Whoever succeeds in being elected will soon face a further contest, as Glanbia co-op’s representation on the plc board will soon shrink. Currently, all 14 farmers on the board of Glanbia co-op are also on the plc board. This is representative of the historical majority shareholding that the co-op held in the plc.

The co-op now holds 36.5% of the plc, and will lose four plc board seats next year. In 2018, it will fall from 10 to eight, before finally settling at seven in 2020. The chair will not necessarily be a co-op nominee from then on.

Currently, there are four executive directors – ceo Siobhan Talbot, finance director Mark Garvey, Performance Nutrition ceo Hugh Maguire, his counterpart in ingredients Brian Phelan, along with company and board secretary Michael Horan.
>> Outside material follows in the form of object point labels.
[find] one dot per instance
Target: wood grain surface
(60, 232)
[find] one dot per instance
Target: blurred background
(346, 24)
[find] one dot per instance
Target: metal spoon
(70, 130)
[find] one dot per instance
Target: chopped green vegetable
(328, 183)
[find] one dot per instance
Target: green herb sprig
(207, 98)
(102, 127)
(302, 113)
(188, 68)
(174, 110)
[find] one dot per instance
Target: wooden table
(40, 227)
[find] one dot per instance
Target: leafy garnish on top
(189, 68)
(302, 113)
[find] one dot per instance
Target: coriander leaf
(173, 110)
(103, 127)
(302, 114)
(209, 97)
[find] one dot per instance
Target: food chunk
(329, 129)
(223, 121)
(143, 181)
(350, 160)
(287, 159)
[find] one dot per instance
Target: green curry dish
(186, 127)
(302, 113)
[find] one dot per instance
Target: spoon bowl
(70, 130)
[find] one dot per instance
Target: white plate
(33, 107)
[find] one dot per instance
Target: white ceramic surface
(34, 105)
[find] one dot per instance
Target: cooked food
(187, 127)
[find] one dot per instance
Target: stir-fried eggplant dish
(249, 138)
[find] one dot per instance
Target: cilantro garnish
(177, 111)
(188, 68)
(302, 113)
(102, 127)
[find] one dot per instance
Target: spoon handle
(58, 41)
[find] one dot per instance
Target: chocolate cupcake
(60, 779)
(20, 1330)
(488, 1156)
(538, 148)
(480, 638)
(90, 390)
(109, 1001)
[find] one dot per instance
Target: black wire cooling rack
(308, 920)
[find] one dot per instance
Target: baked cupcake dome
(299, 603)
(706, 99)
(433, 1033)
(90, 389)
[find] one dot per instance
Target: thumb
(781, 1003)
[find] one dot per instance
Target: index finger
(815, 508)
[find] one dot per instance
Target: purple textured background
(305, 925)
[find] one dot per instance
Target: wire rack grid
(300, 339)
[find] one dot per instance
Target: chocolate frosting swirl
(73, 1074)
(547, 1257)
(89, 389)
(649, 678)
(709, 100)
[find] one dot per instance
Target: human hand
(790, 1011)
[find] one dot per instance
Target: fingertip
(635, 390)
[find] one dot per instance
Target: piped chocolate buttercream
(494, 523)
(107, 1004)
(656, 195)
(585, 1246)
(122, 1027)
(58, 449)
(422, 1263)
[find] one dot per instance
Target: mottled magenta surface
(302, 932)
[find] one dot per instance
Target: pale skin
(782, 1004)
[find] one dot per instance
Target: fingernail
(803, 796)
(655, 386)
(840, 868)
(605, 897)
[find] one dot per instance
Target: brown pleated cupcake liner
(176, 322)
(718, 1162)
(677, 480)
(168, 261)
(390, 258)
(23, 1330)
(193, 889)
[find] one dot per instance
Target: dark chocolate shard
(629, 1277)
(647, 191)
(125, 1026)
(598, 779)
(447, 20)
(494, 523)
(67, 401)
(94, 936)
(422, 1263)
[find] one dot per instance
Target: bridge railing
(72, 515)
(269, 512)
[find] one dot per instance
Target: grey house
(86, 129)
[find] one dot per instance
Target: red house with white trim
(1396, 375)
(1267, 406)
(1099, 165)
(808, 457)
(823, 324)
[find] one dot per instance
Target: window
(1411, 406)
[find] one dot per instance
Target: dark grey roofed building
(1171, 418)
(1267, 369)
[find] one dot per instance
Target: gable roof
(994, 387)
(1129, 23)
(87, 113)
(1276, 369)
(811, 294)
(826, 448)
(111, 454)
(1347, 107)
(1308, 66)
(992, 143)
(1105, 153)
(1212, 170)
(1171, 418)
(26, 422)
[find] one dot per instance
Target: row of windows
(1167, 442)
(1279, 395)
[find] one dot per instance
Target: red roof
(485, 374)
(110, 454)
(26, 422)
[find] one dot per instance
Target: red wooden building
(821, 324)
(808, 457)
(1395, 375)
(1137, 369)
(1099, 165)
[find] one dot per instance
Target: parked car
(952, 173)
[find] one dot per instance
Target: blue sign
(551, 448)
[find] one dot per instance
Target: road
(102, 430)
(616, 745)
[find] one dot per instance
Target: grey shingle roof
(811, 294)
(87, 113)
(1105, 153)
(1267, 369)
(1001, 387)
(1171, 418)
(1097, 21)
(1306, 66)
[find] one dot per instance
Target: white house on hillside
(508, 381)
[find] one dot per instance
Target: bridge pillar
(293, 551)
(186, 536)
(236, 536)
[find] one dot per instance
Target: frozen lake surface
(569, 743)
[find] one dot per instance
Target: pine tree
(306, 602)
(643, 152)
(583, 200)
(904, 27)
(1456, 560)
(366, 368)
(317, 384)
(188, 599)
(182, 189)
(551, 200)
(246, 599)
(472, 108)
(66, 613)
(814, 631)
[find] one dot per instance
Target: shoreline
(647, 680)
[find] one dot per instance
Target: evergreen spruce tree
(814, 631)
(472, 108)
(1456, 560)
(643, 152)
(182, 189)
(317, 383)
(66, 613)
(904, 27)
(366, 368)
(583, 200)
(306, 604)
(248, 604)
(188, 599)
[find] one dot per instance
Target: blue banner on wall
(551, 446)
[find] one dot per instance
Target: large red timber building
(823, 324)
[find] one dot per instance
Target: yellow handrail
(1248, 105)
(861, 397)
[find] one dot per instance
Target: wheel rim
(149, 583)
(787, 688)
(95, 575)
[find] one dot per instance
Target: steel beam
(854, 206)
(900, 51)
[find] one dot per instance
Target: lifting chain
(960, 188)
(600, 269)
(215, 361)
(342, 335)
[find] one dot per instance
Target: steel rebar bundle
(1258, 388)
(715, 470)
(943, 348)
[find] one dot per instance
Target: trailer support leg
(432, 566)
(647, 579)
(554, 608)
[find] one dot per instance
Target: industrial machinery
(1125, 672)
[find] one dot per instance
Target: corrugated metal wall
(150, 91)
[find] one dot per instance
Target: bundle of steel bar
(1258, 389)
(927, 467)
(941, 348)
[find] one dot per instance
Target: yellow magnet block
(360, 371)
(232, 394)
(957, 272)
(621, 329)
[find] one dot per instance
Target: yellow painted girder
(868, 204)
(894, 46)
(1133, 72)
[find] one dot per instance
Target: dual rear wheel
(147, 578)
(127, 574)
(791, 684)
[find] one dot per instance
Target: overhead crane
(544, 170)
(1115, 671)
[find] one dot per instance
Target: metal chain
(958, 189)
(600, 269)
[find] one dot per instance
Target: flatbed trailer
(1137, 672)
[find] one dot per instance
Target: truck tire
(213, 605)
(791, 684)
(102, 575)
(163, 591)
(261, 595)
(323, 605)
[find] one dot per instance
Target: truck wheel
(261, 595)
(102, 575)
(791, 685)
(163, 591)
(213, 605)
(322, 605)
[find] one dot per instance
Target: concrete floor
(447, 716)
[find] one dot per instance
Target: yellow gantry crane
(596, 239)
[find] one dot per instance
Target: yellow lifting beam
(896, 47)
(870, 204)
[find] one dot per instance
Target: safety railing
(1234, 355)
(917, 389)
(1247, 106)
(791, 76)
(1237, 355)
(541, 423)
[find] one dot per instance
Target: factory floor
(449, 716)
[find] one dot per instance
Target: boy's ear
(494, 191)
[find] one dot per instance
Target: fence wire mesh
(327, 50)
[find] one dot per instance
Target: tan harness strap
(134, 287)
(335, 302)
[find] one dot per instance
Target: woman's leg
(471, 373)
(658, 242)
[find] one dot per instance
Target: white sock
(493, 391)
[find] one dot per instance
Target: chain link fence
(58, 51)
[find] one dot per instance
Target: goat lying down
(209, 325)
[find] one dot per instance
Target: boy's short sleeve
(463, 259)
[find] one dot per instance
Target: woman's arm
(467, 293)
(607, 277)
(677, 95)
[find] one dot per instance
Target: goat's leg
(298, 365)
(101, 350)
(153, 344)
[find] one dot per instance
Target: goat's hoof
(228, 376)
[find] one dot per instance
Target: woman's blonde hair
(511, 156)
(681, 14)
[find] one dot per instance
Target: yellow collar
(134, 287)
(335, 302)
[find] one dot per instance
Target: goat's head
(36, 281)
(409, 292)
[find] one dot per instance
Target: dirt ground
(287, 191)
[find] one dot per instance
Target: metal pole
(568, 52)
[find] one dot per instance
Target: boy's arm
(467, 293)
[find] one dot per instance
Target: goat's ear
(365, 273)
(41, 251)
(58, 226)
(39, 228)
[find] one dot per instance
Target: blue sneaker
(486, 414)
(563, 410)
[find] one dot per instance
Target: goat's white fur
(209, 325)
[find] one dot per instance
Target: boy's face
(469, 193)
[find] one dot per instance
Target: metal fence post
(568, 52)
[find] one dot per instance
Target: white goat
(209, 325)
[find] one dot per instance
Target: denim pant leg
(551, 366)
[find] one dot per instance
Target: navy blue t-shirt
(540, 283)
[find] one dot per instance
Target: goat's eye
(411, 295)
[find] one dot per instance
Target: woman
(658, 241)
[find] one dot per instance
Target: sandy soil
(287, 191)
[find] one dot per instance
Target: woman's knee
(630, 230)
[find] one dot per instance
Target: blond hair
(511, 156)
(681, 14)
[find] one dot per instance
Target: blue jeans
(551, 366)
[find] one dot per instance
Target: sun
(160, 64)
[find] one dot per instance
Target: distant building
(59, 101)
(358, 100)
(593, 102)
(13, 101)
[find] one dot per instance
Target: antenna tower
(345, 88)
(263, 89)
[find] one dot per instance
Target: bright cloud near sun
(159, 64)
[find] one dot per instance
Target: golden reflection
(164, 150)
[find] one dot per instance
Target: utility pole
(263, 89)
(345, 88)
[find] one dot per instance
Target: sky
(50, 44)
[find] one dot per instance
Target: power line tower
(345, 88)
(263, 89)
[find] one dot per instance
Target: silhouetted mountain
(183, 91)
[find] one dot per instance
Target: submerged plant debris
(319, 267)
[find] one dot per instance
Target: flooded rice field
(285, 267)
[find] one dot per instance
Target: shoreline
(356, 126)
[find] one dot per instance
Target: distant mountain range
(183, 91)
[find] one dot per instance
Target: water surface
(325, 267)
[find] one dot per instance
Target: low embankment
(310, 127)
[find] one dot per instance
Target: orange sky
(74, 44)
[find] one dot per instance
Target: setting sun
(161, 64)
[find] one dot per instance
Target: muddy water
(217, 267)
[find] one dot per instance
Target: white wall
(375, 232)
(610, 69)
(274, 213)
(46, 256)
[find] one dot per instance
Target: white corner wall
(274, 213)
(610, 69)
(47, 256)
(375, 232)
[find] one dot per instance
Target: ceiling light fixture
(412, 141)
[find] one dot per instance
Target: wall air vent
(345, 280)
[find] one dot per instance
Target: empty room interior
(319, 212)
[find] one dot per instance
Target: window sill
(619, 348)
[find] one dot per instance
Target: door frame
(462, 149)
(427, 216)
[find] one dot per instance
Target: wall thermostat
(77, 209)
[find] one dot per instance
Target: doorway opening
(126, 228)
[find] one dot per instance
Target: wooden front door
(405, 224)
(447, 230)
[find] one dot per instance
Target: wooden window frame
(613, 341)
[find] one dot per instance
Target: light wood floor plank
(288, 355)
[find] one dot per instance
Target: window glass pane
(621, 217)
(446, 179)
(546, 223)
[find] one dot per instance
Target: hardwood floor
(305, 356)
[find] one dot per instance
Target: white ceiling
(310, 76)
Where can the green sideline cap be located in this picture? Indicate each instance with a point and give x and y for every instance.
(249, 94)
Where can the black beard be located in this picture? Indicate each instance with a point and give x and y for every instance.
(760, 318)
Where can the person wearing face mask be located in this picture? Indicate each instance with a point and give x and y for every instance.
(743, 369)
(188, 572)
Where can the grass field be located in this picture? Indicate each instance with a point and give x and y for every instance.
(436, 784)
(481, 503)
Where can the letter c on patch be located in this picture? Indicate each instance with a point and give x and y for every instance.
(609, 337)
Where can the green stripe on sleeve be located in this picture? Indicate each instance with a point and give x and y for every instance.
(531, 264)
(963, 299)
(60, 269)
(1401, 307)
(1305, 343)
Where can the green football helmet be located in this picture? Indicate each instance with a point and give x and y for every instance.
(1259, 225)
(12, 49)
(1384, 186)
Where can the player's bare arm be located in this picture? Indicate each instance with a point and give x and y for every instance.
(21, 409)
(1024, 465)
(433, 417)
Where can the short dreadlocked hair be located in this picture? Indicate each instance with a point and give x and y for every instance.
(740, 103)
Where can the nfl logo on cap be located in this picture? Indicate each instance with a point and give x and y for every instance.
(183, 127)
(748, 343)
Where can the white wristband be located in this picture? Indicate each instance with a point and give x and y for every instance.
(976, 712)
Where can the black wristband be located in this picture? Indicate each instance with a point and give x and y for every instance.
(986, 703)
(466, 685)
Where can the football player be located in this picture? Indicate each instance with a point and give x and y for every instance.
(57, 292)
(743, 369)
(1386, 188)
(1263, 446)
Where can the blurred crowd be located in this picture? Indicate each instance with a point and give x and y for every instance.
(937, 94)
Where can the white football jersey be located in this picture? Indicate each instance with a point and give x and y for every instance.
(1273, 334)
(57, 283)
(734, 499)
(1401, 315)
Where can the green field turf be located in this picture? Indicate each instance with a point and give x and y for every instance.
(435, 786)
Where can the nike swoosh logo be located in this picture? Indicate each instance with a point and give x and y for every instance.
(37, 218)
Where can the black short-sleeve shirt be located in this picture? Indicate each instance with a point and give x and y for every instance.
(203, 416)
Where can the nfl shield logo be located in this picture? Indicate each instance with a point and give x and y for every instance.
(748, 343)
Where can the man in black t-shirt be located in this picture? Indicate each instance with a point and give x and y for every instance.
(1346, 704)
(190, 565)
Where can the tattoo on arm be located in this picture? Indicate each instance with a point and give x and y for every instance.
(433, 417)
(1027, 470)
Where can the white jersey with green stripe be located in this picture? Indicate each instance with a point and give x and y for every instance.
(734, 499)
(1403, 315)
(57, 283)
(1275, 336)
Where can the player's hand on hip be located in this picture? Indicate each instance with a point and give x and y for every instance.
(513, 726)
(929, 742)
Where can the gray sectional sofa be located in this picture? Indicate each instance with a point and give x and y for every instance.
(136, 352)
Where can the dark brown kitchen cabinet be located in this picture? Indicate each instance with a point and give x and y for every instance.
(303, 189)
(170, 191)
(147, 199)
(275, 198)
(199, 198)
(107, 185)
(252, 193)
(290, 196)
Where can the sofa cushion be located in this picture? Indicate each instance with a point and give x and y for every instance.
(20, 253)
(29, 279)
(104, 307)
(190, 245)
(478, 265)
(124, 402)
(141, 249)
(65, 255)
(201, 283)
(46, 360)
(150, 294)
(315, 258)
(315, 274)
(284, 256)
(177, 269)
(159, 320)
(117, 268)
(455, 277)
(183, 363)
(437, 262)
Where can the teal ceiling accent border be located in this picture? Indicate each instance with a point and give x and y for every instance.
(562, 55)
There are four non-executive directors – Donard Gaynor, Patrick Coveney, Paul Haran and Dan O’Connor.

I understand that the process for deciding who stays on the plc board and who leaves has been agreed. The chair and two vice-chairs will be automatically returned. The entire board will then decide the remaining seven positions from among 11, voting one to 11 in a full proportional representation-type process. As one wag observed: “It’ll be like the Eurovision, but with less glitter.”